Our keynote speaker also began to discuss something along the lines of establishing a more solid foundation for aspiring nurse practitioners in our country - wherein the nurse may one day establish his/her own clinic to provide service for families.

I think this is also a good idea - and it has much potential. To become an NP is a dream of mine and perhaps one day I can contribute to this effort of the nurses who have gone before me :) after much study and hard work.

just a wild thought..

is it possible for us to form a group, those who are willing to help and reach out? (voluntary)

i've been thinking about what suzanne suggested, i just don't know what or where to inquire.. i have talked my previous classmates into this.. they just ended up teasing me.. :sniff:

this is one of my vision actually to put up like a sort of nurse clinic in our town and i asked my cousin who is a newly grad doctor..

im still thinking where to start, how to and may aspects especially with the services that we should offer.
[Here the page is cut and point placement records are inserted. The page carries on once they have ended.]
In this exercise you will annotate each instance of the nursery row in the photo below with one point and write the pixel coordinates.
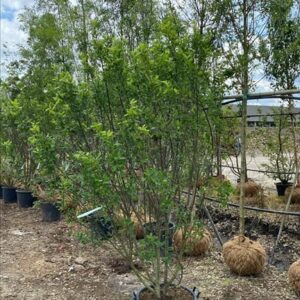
(115, 109)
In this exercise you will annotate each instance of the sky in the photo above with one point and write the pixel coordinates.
(11, 36)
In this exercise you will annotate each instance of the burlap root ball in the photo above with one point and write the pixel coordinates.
(244, 256)
(294, 276)
(296, 194)
(197, 241)
(252, 189)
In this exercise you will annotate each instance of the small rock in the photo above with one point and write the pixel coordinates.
(79, 268)
(80, 260)
(71, 269)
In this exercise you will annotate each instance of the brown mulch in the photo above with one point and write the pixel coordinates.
(41, 260)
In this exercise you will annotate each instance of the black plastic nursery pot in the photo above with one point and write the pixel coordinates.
(24, 198)
(9, 194)
(194, 292)
(50, 212)
(281, 187)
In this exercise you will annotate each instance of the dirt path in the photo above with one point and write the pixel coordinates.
(43, 261)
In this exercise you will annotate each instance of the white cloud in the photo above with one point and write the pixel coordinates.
(11, 35)
(15, 4)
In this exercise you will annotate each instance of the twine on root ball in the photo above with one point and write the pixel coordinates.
(294, 276)
(295, 196)
(244, 256)
(196, 242)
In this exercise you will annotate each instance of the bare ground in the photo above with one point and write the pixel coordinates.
(44, 261)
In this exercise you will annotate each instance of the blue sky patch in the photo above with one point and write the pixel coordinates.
(7, 13)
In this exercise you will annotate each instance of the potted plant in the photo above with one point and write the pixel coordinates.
(148, 151)
(26, 178)
(9, 181)
(278, 148)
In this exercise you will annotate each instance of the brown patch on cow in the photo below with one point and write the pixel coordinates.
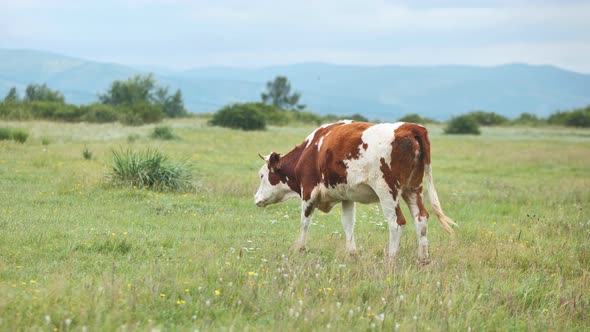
(401, 220)
(343, 143)
(308, 210)
(406, 166)
(410, 151)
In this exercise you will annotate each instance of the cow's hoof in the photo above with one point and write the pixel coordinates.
(424, 261)
(353, 254)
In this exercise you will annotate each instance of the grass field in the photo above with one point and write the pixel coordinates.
(77, 254)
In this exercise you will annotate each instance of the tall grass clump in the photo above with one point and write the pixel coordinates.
(18, 135)
(163, 133)
(86, 153)
(150, 169)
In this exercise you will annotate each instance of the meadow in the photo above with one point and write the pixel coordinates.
(77, 254)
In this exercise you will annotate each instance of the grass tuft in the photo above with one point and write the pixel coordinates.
(150, 169)
(163, 133)
(18, 135)
(86, 153)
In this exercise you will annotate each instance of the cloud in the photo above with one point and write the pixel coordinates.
(187, 33)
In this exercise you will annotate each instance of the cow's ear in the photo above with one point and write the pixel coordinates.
(274, 162)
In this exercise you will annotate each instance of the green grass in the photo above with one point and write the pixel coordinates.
(77, 253)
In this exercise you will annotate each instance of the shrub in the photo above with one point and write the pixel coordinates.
(416, 118)
(150, 169)
(20, 135)
(488, 118)
(99, 113)
(463, 124)
(86, 153)
(239, 116)
(5, 134)
(132, 138)
(359, 118)
(163, 132)
(528, 119)
(579, 118)
(139, 114)
(576, 118)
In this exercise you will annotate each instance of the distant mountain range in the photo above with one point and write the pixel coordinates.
(377, 92)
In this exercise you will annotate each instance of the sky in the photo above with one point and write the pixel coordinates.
(183, 34)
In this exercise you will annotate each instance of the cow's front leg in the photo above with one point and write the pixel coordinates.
(306, 212)
(348, 220)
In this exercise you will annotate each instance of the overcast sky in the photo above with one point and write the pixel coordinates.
(183, 34)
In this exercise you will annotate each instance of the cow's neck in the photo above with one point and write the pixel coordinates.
(288, 165)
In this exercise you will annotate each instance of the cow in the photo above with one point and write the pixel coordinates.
(348, 162)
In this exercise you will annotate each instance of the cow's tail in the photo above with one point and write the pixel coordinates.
(445, 222)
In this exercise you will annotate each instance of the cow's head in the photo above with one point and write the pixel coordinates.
(273, 182)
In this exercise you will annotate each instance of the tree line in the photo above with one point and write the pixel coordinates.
(140, 100)
(134, 101)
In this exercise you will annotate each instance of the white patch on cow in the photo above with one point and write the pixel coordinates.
(367, 168)
(310, 137)
(321, 141)
(270, 194)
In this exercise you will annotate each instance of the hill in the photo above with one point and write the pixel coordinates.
(378, 92)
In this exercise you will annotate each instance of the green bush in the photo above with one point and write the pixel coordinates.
(18, 135)
(86, 153)
(576, 118)
(240, 116)
(139, 114)
(5, 134)
(463, 124)
(488, 118)
(99, 113)
(528, 119)
(358, 117)
(416, 118)
(163, 132)
(150, 169)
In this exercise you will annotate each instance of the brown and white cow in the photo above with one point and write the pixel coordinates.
(361, 162)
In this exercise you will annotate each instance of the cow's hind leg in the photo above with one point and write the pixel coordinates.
(348, 220)
(414, 200)
(395, 220)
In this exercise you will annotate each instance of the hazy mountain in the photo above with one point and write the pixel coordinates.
(378, 92)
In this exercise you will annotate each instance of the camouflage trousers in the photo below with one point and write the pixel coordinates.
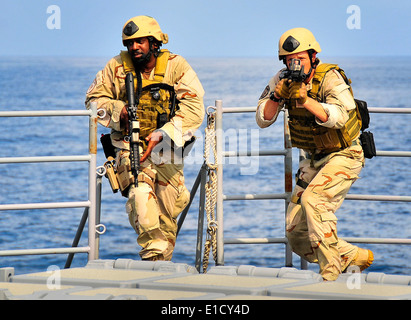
(154, 205)
(311, 223)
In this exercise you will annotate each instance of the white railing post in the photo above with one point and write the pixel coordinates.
(219, 205)
(92, 187)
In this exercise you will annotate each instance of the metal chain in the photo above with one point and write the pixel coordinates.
(210, 190)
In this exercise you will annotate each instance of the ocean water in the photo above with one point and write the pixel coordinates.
(60, 83)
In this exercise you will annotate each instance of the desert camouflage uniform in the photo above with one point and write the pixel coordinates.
(161, 193)
(311, 224)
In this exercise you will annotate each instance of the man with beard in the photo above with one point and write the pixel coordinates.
(169, 99)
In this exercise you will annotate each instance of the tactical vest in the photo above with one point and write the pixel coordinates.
(308, 135)
(156, 102)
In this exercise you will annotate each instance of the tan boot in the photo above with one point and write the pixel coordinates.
(363, 259)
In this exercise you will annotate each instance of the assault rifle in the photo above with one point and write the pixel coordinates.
(295, 72)
(134, 127)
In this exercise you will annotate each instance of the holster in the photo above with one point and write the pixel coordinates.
(368, 145)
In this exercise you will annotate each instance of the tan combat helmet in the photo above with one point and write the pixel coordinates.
(297, 40)
(143, 26)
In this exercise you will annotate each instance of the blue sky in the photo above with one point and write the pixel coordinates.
(206, 28)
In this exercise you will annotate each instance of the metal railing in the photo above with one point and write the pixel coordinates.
(90, 204)
(287, 154)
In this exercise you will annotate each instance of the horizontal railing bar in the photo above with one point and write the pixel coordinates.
(377, 197)
(389, 110)
(377, 240)
(22, 252)
(370, 109)
(254, 240)
(45, 159)
(254, 153)
(285, 195)
(285, 240)
(394, 153)
(256, 196)
(45, 205)
(45, 113)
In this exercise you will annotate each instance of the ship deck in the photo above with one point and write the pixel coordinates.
(126, 279)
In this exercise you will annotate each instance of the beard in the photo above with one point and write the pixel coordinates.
(142, 60)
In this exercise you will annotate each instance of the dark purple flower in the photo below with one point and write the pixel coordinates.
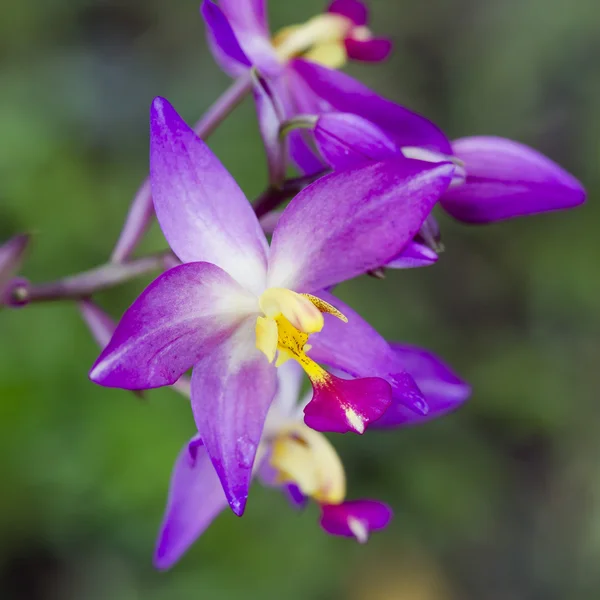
(234, 303)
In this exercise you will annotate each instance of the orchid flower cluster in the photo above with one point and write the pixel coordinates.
(249, 317)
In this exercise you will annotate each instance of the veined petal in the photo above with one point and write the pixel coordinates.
(369, 50)
(352, 9)
(353, 221)
(248, 19)
(506, 179)
(355, 518)
(232, 389)
(414, 255)
(357, 349)
(443, 389)
(337, 91)
(178, 318)
(201, 209)
(346, 141)
(195, 499)
(222, 40)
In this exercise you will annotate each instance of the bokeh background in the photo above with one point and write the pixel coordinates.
(498, 501)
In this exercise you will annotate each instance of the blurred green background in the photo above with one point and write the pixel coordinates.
(499, 501)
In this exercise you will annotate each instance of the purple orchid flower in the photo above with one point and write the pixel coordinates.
(300, 60)
(234, 303)
(291, 457)
(495, 178)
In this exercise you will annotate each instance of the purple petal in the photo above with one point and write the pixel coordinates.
(249, 23)
(443, 389)
(506, 179)
(178, 318)
(357, 349)
(232, 389)
(222, 40)
(352, 9)
(343, 405)
(270, 115)
(346, 141)
(195, 499)
(355, 518)
(414, 255)
(371, 50)
(11, 257)
(99, 322)
(336, 91)
(201, 209)
(320, 240)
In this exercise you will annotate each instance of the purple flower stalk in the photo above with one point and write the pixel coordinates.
(235, 306)
(294, 459)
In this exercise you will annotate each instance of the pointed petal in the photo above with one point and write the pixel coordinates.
(357, 349)
(343, 405)
(355, 518)
(320, 240)
(232, 389)
(443, 389)
(248, 19)
(353, 9)
(11, 257)
(371, 50)
(506, 179)
(414, 255)
(201, 209)
(195, 499)
(178, 318)
(336, 91)
(346, 141)
(222, 40)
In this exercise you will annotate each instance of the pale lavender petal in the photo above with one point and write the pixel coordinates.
(443, 389)
(346, 141)
(357, 349)
(179, 318)
(195, 499)
(232, 389)
(355, 518)
(506, 179)
(353, 9)
(413, 256)
(371, 50)
(336, 91)
(350, 222)
(201, 209)
(11, 257)
(222, 40)
(249, 22)
(270, 115)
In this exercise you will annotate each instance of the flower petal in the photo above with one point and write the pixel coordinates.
(353, 9)
(371, 50)
(355, 518)
(232, 389)
(443, 389)
(248, 19)
(346, 141)
(506, 179)
(336, 91)
(414, 255)
(201, 209)
(222, 40)
(353, 221)
(357, 349)
(195, 499)
(178, 318)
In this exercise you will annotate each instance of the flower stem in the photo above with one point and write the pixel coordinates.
(141, 210)
(89, 282)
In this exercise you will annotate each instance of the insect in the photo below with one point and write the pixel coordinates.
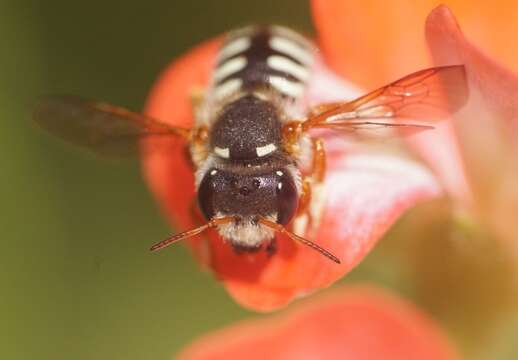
(255, 162)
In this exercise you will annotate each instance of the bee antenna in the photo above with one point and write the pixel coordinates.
(189, 233)
(280, 228)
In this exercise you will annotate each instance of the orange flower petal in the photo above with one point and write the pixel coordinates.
(376, 43)
(353, 323)
(487, 128)
(365, 195)
(495, 85)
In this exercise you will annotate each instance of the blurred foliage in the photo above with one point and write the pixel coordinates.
(77, 279)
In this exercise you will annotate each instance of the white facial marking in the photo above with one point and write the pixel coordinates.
(286, 86)
(224, 153)
(229, 67)
(292, 49)
(228, 88)
(234, 47)
(265, 150)
(286, 65)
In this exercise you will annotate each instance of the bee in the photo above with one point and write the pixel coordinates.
(256, 165)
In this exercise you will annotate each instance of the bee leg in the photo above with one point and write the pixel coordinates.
(271, 248)
(311, 188)
(322, 108)
(196, 213)
(319, 161)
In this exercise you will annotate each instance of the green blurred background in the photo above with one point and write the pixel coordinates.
(76, 278)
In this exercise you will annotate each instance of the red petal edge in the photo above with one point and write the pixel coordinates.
(350, 323)
(366, 193)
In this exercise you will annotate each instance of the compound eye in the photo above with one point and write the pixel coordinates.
(287, 198)
(206, 193)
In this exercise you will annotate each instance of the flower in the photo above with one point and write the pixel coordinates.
(351, 323)
(365, 194)
(470, 253)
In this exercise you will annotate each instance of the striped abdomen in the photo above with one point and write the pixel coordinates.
(263, 57)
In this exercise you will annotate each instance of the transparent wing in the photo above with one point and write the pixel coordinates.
(408, 105)
(105, 129)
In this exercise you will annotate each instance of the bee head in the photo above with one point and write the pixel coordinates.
(249, 194)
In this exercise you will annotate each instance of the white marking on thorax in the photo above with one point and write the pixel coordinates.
(222, 152)
(286, 65)
(227, 88)
(289, 47)
(230, 67)
(265, 150)
(234, 47)
(286, 86)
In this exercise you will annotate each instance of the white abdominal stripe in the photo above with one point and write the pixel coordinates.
(285, 63)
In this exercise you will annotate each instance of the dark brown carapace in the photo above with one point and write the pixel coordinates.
(250, 140)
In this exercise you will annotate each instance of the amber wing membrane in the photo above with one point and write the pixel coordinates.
(411, 104)
(103, 128)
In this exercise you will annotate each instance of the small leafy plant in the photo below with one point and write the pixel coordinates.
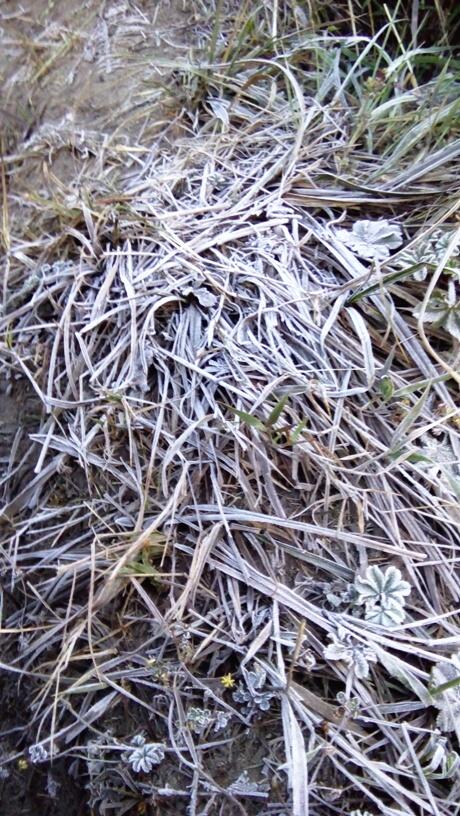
(253, 693)
(356, 655)
(445, 692)
(383, 595)
(371, 240)
(144, 755)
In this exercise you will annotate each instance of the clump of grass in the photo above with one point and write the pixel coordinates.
(239, 414)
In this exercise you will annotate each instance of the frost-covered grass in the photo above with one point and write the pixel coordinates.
(232, 545)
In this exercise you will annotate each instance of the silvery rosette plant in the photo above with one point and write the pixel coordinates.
(383, 595)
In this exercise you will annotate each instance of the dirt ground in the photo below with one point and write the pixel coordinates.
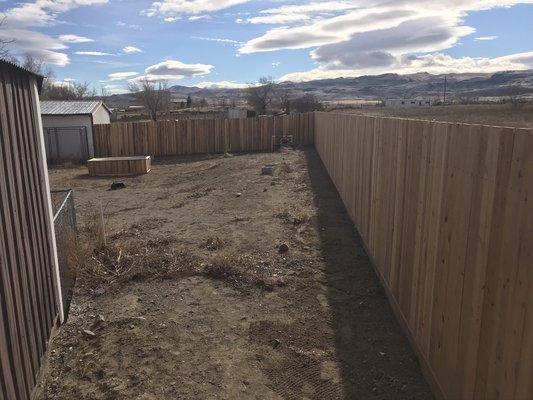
(222, 283)
(496, 115)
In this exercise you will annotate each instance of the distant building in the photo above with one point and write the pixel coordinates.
(406, 103)
(68, 128)
(240, 113)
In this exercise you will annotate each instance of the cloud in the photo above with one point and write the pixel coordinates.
(199, 17)
(358, 17)
(131, 49)
(74, 39)
(93, 53)
(122, 24)
(118, 76)
(375, 36)
(380, 48)
(114, 89)
(219, 40)
(39, 13)
(289, 14)
(435, 63)
(38, 45)
(174, 70)
(176, 8)
(42, 12)
(222, 85)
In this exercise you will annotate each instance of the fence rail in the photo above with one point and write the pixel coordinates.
(445, 213)
(169, 138)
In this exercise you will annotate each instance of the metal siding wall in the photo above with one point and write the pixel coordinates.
(27, 291)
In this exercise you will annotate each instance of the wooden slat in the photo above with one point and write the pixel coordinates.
(27, 268)
(202, 136)
(445, 213)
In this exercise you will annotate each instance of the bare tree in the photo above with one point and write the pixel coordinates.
(261, 96)
(155, 96)
(4, 42)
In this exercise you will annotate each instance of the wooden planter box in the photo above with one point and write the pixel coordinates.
(119, 166)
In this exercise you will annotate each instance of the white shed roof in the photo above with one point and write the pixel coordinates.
(69, 107)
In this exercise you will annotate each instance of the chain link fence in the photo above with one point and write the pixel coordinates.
(66, 234)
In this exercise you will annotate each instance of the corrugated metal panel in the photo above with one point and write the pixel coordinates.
(28, 293)
(69, 107)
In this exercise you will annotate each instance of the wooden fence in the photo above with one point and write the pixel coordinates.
(29, 278)
(168, 138)
(445, 211)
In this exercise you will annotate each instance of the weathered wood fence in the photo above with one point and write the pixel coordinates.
(168, 138)
(30, 301)
(445, 211)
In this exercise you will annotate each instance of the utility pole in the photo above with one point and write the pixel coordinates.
(445, 82)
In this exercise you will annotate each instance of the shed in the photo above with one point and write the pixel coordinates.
(68, 128)
(30, 300)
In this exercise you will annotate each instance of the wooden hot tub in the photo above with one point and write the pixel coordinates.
(119, 166)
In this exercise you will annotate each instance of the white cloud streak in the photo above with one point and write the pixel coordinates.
(485, 38)
(39, 13)
(377, 36)
(118, 76)
(131, 49)
(74, 39)
(173, 70)
(177, 8)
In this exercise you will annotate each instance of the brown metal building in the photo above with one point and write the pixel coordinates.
(30, 303)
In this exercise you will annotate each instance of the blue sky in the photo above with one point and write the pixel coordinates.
(234, 42)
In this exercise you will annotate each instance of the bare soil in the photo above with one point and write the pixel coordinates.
(192, 299)
(495, 114)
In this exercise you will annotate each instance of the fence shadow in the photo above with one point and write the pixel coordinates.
(375, 358)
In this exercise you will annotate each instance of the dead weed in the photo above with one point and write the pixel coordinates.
(242, 271)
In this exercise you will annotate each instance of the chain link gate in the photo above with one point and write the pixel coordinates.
(66, 232)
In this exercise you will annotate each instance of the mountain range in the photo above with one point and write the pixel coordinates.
(378, 87)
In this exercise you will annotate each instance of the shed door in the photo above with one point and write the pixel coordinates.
(66, 144)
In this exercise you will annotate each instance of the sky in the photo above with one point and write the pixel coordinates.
(231, 43)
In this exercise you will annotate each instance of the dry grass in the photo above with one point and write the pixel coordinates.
(286, 168)
(95, 265)
(242, 271)
(213, 243)
(488, 114)
(297, 215)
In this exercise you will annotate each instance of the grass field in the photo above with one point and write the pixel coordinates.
(496, 115)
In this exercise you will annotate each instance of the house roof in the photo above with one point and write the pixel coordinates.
(69, 107)
(18, 68)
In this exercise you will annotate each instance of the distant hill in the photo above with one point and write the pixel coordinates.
(379, 87)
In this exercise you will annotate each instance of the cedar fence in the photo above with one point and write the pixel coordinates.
(445, 213)
(171, 138)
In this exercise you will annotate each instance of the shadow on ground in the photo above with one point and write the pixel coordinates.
(374, 356)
services that are unique to nursing and not a typical medical clinic

SUPERB IDEA SUZANNE! :up:

Funny, I just posted in WHAT DO YOU PLAN TO DO AS RN thread about my long term plan of putting up a hospital in Siargao Island before reading this thread. My heart totally started racing as I read through the ideas of people similar to what I'm thinking, I just didn't have the idea that I can start small like the what you've suggested.

I hope someone can post how to do that, how to start at least...or can we just pull a DIY (do-it-yourself) and use raw knowledge we've learned from nursing school? Another thread for that topic would help!

Chill_out, maybe we can start that group you suggested?:wink2: but I dont know if it would work of we live in different regions.

There are many NGOs that provide avenues for participating in medical missions :) Just be careful about which ones you join. There may be some in your locality that are comprised of private practitioners or there may be larger more organized ones such as Red Cross.

I personally am a member of a small group in our church. The group has been providing free medical, dental and dermatological consultation and services for the past 10 years specifically for the indigent families who come to the clinic. I and the other volunteer nurses do mostly clinical assessment and vital signs taking to speed things up for the doctors.

As for establishing independent nursing practice - there are actually nurse practitioner programs available in some tertiary institutions here in the Philippines. It is the matter of licensure and regulation that needs to be explored. If perhaps we want to give independent practice a shot - we should contact the Board of Nursing and inquire about whether it is possible and what are our roles and responsibilities.